Thanks, jedishrfu. Yes, I had come across IEEE 754 -- which is why I mentioned float(inf), but the question remains the same. I had come across numpy.isinf, but you referred me to the numpy.isfinite page -- but the question is equivalent, since one is simply the negation of the other. So, for example from the page you referred me to, "For scalar input, the result is a new boolean with value True if the input is finite" -- but how does the program know that it is finite?

When a program (which could be written in C, C++, Fortran, Python, or other) does floating point arithmetic, the various libraries that come with the programming environment know to look at a specific register in the floating point unit (FPU) to see if the previous floating point operation was successful. Years ago (up to about the late 80s or early 90s) personal computers did not come with an FPU - you could buy one as an add-on item if you were running programs that required lots of math calculations to be done quickly. Starting with one version of the Intel 486 processor (486DX), and continuing through the Intel Pentium and later series, and the comparable AMD processors, one or more FPUs are included onboard with the CPU.

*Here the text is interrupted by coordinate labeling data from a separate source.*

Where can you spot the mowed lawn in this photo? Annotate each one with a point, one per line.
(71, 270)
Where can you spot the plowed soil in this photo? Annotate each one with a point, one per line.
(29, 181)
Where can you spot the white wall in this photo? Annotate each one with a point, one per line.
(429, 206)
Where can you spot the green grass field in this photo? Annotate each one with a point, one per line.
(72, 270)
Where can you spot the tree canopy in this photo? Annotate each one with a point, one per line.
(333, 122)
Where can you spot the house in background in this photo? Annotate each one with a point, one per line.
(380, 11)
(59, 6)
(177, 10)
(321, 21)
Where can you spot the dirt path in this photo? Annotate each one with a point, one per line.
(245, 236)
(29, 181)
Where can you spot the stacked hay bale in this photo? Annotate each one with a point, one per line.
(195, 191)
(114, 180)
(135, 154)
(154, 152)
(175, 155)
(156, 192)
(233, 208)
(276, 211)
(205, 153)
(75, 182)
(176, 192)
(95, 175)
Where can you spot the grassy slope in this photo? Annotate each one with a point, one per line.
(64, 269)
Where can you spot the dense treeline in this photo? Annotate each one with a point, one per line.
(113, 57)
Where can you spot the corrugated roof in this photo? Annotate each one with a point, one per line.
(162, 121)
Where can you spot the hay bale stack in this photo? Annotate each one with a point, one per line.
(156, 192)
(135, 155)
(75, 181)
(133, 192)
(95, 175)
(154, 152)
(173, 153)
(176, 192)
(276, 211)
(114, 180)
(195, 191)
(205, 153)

The FPU has a Status Register that keeps track of a variety of faults, such as invalid arithmetic operation, divide-by-zero, numeric overflow, loss of precision, and serveral others. Without going into too much detail, an invalid arithmetic operation could be multiplication of 0 by a number whose bit pattern indicates that it is infinity.

Does it have a dictionary for operations (finite operations, convergent series) for finiteness and/or a dictionary for operations (division by zero, or divergent series, etc.) that will give infinite results? In integration, does it rely on a dictionary of standard integrals? If there is no dictionary, then how? For cases not in a dictionary, since it cannot actually use infinity, does it simply use a large number?

The FPU has separate bit patterns for +∞, -∞, as well as +0 and -0. Doing arithmetic on either of the ∞ values results in an exception being raised.

 

[jedishrfu]

Heres the wiki discussion on IEEE 754 standard

https://en.m.wikipedia.org/wiki/IEEE_754

Of interest is the sticky flags for a calculation goes out of bounds and how code must explicitly rest them which is handled by a languages support library.

I couldn't find the actual bit pattern used for the infinities, NaN... But as i remember they were patterns that could never occur as a valid floating pt value and so wouldn't occur during a calculation. I think it something to do with leading zeros in the mantissa ie an unnormalized number.

 

[Mark44]

Heres the wiki discussion on IEEE 754 standard

https://en.m.wikipedia.org/wiki/IEEE_754

Of interest is the sticky flags for a calculation goes out of bounds and how code must explicitly rest them which is handled by a languages support library.

I couldn't find the actual bit pattern used for the infinities, NaN... But as i remember they were patterns that could never occur as a valid floating pt value and so wouldn't occur during a calculation. I think it something to do with leading zeros in the mantissa ie an unnormalized number.

From a table in the wiki page for IEEE 754-1985, single precision (32 bits) floating point numbers:
Positive infinity - sign bit 0, exponent (with bias) 1111 1111 mantissa 000 0000 0000 0000 0000 0000
Negative infinity -sign bit 1, exponent (with bias) 1111 1111 mantissa 000 0000 0000 0000 0000 0000
The only difference between the two infinities is the sign bit.

I would bet that the double precision and extended double precision representations are not much different, just more bits in each (64 and 80, respectively).